Il Mercato italiano dei dispositivi medici vale più di 11 miliardi di euro, con circa 4.400 imprese e circa 120.000 addetti. Un settore nei quale i tassi di investimento superano mediamente il 5% del fatturato annuale, i moltiplicatori di leva finanziaria rasentano lo zero (indice di elevata solidità) e la costante attività di ricerca e sviluppo è all’avanguardia in quanto necessaria per garantire il futuro del settore.
I pesanti oneri economico-finanziari che vengono imposti dal payback sanitario alle imprese italiane, peraltro addebitati dopo alcuni anni dall’effettuazione delle vendite (effettuate, si noti bene, a seguito della partecipazione ad aste al ribasso), sono poco chiari ed iniqui nel loro meccanismo di calcolo (ad oggi non sono stati spiegati con chiarezza e sono, ad esempio, calcolati su un importo comprensivo di IVA), oltre ad esporre gli imprenditori a problemi circa l’attendibilità dei loro bilanci.
Questi oneri, se confermati e reiterati, provocheranno molteplici effetti negativi, tra cui chiusure aziendali, perdita di posti di lavoro, riduzione degli investimenti esteri e conseguente impoverimento della struttura manifatturiera dei territori interessati. Senza tralasciare il disincentivo, da parte delle imprese italiane, a fornire le aziende sanitarie pubbliche, le quali dovranno necessariamente favorire gli acquisti da aziende estere. L’aumento di prodotti di importazione, soprattutto extra UE, provocherà un forte deterioramento della qualità dei prodotti per i pazienti, arrecando maggior danno alle regioni nelle quali prevale la sanità pubblica.

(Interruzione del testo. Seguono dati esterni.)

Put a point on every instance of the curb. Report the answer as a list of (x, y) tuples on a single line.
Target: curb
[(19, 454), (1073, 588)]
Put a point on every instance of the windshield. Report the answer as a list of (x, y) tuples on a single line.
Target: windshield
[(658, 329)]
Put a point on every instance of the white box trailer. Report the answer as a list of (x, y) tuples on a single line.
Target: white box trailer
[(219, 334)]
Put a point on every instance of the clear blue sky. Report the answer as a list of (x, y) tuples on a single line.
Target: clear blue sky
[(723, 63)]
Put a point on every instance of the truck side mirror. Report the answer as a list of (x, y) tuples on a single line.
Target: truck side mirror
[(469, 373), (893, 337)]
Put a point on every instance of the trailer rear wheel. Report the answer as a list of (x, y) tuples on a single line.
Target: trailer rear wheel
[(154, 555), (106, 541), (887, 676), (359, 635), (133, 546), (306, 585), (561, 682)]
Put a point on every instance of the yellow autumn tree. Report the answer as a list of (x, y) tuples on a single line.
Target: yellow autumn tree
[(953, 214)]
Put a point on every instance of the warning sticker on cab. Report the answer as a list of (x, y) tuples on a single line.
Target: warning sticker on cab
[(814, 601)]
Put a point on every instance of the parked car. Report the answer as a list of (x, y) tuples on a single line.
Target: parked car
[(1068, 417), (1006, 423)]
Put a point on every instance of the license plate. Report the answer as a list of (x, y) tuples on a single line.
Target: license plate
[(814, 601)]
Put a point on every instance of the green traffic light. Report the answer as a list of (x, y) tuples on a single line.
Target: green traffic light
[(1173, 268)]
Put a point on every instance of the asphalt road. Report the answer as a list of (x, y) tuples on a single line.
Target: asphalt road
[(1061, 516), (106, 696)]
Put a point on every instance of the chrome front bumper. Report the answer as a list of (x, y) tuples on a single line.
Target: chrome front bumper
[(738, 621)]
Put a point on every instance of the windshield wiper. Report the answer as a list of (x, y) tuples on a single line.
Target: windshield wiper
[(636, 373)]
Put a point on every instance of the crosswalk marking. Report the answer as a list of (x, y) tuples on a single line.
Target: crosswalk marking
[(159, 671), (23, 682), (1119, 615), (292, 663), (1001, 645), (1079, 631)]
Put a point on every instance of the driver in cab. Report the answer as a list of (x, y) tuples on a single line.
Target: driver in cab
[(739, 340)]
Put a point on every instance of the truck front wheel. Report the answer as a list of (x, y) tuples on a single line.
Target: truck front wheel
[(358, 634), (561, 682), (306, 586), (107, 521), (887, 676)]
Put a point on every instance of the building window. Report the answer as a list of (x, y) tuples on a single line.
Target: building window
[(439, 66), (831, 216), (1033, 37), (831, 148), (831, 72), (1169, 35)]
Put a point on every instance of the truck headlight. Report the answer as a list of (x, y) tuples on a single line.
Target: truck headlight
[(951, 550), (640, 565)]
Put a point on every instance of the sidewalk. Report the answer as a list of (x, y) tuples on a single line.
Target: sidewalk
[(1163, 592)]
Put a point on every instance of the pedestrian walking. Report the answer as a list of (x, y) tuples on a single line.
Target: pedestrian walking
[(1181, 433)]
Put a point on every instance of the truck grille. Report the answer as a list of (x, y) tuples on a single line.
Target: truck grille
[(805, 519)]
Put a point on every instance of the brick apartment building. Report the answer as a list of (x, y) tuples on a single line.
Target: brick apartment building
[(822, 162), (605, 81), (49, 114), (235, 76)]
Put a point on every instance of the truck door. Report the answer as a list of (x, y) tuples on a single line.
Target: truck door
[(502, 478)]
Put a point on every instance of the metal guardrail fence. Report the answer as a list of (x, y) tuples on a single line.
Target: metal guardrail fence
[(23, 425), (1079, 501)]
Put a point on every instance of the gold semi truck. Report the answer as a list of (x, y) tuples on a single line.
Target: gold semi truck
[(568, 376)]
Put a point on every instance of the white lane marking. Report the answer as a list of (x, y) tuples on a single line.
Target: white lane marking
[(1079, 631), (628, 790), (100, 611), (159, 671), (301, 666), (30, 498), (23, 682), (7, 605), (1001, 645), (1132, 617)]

Come affermò già nel 2023 Valter Caiumi, presidente di Confindustria Emilia, questa norma è «un’assurdità dal punto di vista legale, da qualsiasi lato la si voglia guardare, che mina ancora una volta la libertà di impresa».
Senza tralasciare che, a fine 2024, le imprese interessate da questa normativa sono state assoggettate ad un ulteriore nuovo onere fiscale, corrispondente allo 0,75% del fatturato realizzato dalla vendita di dispositivi medici al Servizio Sanitario Nazionale.
In aggiunta, come da alcuni mesi lamenta l’intero comparto manifatturiero europeo, anche in questo settore vi è il problema dell’eccesso di proliferazione di normative Ue particolarmente stringenti che, seppur condivisibili nello spirito, spesso sono estremamente onerose per le imprese e richiedono l’applicazione di lunghe e complicate procedure che rallentano l’iter dei processi aziendali e lo sviluppo di nuovi prodotti, con inevitabili impatti sulla competitività dei prodotti europei rispetto ai competitor mondiali, portando a risultati catastrofici se non esiziali per l’industria europea e italiana.
«Il nostro messaggio vuole essere forte, chiaro, costruttivo ed a supporto dello sviluppo di uno dei settori manifatturieri d’eccellenza dell’intera economia italiana e di quella emiliana in particolare – sottolinea Fantoni -: lasciate che questo settore continui il suo percorso di crescita, iniziato tanti decenni fa. Sosteneteci evitando di compromettere quanto abbiamo creato con tanto lavoro, fatica, ingegno e grandi investimenti, in parte provenienti dall’estero».